收稿日期:2011-06-09 修回日期:2011-12-05 发布日期:2011-12-09
通讯作者: 杨占宇

Experimental Study on the Flame Holding Torch of a Hydrocarbon Fueled Combined Supersonic Combustor with a Pilot Burner and a Streamwise-Vortices Generator

Received:2011-06-09 Revised:2011-12-05 Published:2011-12-09
Contact: Zhan-Yu YANG

摘要/Abstract

摘要： 为研究马赫数5-7的双燃式碳氢燃料超燃发动机的原理和工程参数，进行了直连双燃式超燃室超声速冷主流和亚燃室稳焰火炬热流的掺混实验和燃烧实验。令进气道输出的超声速气流的10%流量经亚燃进气道进入亚声速预燃室，先低速地与雾化预燃油掺混并建立稳定的预燃。该预燃气流与二次喷入的主燃油掺混而形成富含吸热分解油气的高温射流，再经一组波瓣掺混器与超声速主流在下游流向涡中深入掺混/燃烧，扩大燃区厚度而趋于深入超声流层，以期实现稳定超燃。在总温约285K，总压15和10个大气压，燃烧室进口马赫数2.5的来流下，对三种不同结构参数的预燃室和一种超燃室，进行了冷态流场和预燃/主燃的喷油/燃烧实验。实验与计算表明如下结果。冷/热态实验中整个超燃室保持了超声速流动，尽管斜激波系存在一些变化。存在四种旋涡掺混现象，使得超/亚声流之间的掺混进一步增强。当采用三波系进气道和较小容积热强度的大体积预燃室和本文的流向涡掺混器，可以形成稳定的高温富油火炬，成为超燃室稳定点火源。已见到在超燃室下层流层的原无预热冷态来流的亚声速和低超声速区域中出现火焰，且其并不破坏超燃室上层的高超声速未燃流动。

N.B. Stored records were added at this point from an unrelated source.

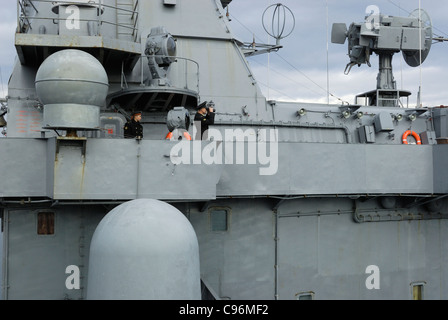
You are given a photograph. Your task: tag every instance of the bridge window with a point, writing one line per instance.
(219, 219)
(45, 223)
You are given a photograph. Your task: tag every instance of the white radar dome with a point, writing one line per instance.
(144, 249)
(72, 85)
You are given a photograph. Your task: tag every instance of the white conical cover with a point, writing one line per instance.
(144, 249)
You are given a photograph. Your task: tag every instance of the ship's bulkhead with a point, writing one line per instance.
(287, 200)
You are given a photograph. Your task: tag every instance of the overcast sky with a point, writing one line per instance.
(298, 72)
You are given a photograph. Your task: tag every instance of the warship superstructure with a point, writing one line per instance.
(284, 200)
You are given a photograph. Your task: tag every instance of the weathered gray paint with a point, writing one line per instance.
(347, 193)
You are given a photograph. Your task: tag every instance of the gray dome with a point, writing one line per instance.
(72, 85)
(72, 76)
(144, 249)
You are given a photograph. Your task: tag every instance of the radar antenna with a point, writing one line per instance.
(386, 35)
(278, 29)
(414, 58)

关键词: 超声速燃烧, 预燃室, 波瓣掺混器, 流向涡掺混, 双燃式冲压发动机

Abstract: To investigate the principle and parameters of the flying Mach number 5-7 hydrocarbon fueled dual-combustor scramjet engine, the authors performed the experimental studies of both cold flow field mixing and combustion on a direct-connected combined supersonic-combustor with a flame holding torch formed by a small pilot burner and a streamwise vortices generator. Three pilot burners and one supersonic combustor were taken into the experiment of cold through flow, fuel injection and ignition under the condition of combustor inlet Mach number 2.5, total pressure 15atm/10atm, total temperature 285K. The experiment and CFD calculation indicate four results. The main flow in the supersonic combustor keeps supersonic, though the oblique shock train slightly moved while dual-combustor ignited. There are four kinds of vortices phenomena which enhanced the mixing between sub- and super-sonic flows. The combination of a triple-shock inlet and a small volumetric-heat-intensity combustor with the lobed mixer could realize a stable torch flame as a stabilized holder of the supersonic combustion. In this combustor, the second area of flame has been found in the original cold flow region of subsonic and low-supersonic flows within the supersonic combustor, without the destruction of the supersonic flow state of the upper flow-layers.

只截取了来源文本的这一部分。